Canada Post won’t deliver cannabis to your door during the COVID-19 crisis
Businesses and organizations across Canada and around the world are cutting back on services to help minimize the spread of the novel coronavirus (COVID-19). Perhaps you’re doing your part, too, by isolating yourself at home. Maybe you’ve even ordered a little something from your favourite online cannabis retailer to help pass the time, calm your nerves, or to stock up on your prescription.
If so, don’t slip into your pyjamas just yet.
Recently, Canada Post announced that it would no longer be delivering packages requiring person-to-person interaction at peoples’ homes, forcing some Canadians, including those waiting for the arrival of certain cannabis products—and potentially those with compromised immune systems—to make a trip to the post office to retrieve their shipment.
“To help minimize points of close contact in our communities, we will no longer be requesting signatures for any deliveries to the door,” explained Canada Post in a public statement on March 15. “This will eliminate the need for scanners and stylus pens to be passed back and forth during the delivery process of these items.”
Certain items that don’t require signatures or identification can be left at the doorstep in what Canada Post calls a “safe drop.”
But any items that need a signature or age verification, like all cannabis products, will automatically go to a nearby post office to be picked up in person and you’ll get a notice card at your door, even if you’re at home when they arrive.
What do the new COVID-19 measures mean for cannabis consumers expecting shipments?
Normally, legal cannabis ordered online and shipped via Canada Post is brought directly to the purchaser’s door and handed over after proof of identity and proof of age processes involving identification and a signature are completed.
Now, customers ordering online from digital dispensaries like the Ontario Cannabis Store (OCS) or BC Cannabis Store will receive a notice card at their door with the address of the post office location and instructions on how to collect their shipment. They’ll then be required to visit the post office with proper ID and sign for the package there, or send someone in their place if they’re practicing strict social isolation.
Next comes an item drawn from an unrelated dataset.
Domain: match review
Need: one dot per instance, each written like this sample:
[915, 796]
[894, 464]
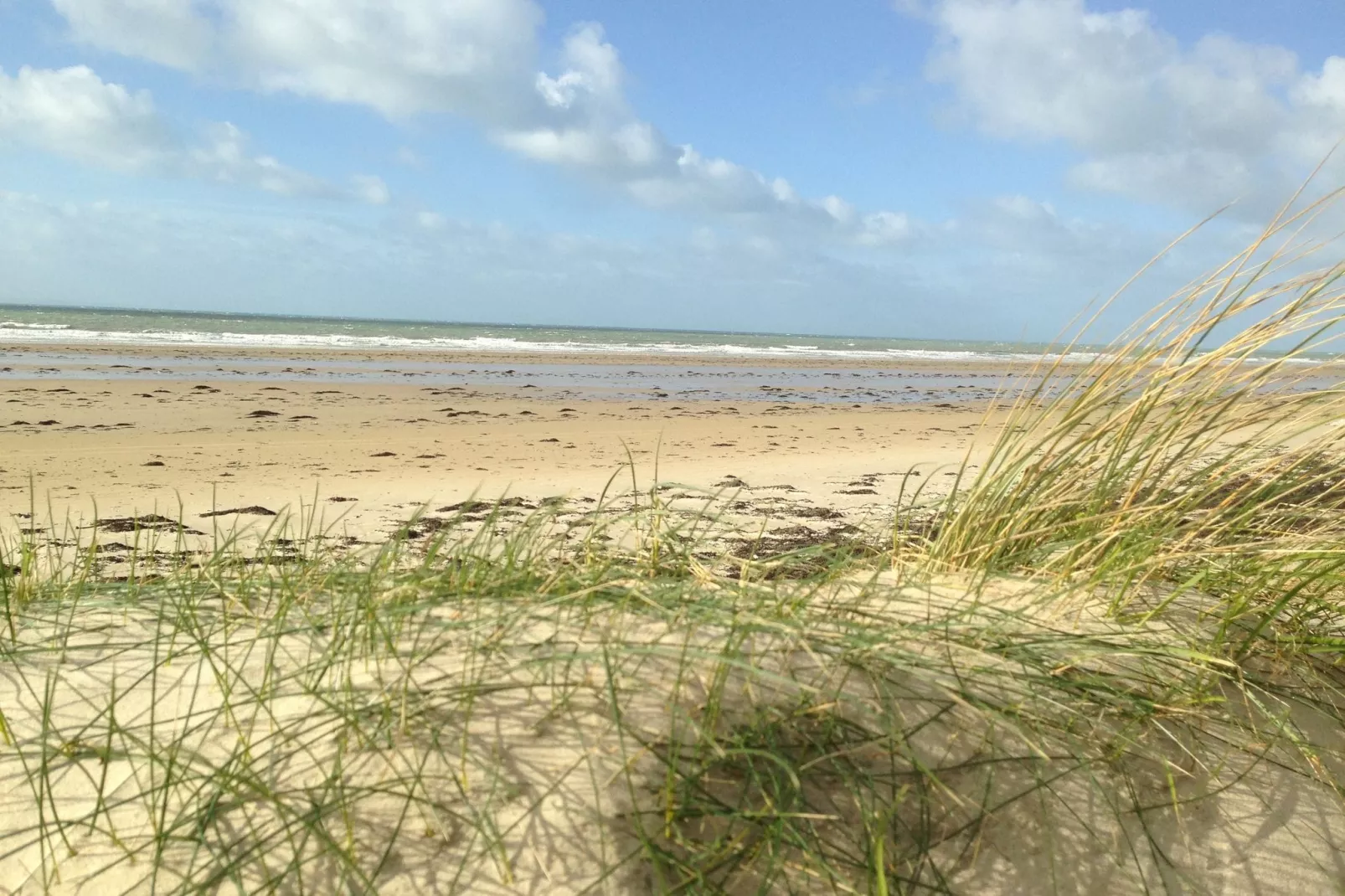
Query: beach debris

Some sellers like the OCS are also notifying customers about this disruption via email. Place an order on OCS.ca and you’ll receive an email almost immediately updating you on the new delivery practices.
Canada Post declined an interview, pointing us to the public statement linked above.
“I am so disappointed to hear that they will not comment—especially because I have received public statements from Purolator and from customers of FedEx who have confirmed their processes,” says Ashleigh Brown, Founder and CEO at SheCann Cannabis Inc, a digital network for Canadian women to share medical cannabis information.
Asking people to go into public and visit a post office may seem counterintuitive, especially for those at high risk for contracting COVID-19, including those with mobility issues or those who don’t have access to a vehicle.
“I am worried for immunosuppressed patients who are at high risk for exposure, as well as those of us who have conditions and disabilities that make leaving our homes difficult, even outside of a pandemic,” says Brown. “Many patients do not drive, and cannot visit a postal outlet or depot.”
Are there any shipping services that will still deliver to your door?
Not all delivery companies have implemented the same rules as Canada Post.
On Twitter, Puralator confirmed that packages requiring adult signatures, which include cannabis of any kind, cannot be dropped off and left alone at someone’s front door. That said, they no longer require signatures. Instead, when the delivery person shows up at your home with your box of bud, you can show a piece of government-issued photo ID and agree to accept the package verbally.
FedEx is the same—no signatures will be required for now, and mail can be dropped at the door.
Medical Cannabis by Shoppers, the Shoppers Drug Mart-owned entity, also confirmed that, for now, a signature is no longer required for its medical cannabis orders and it will come to your door or mailbox.
“Thousands of Canadians rely upon these carriers to deliver our medicine to us, and we need stakeholders to consider the tremendous impact that these changes may have on our quality of life and wellbeing,” says Brown. “During these uncertain times, we want to follow our governments’ direction, and stay home—with our medicine in good supply.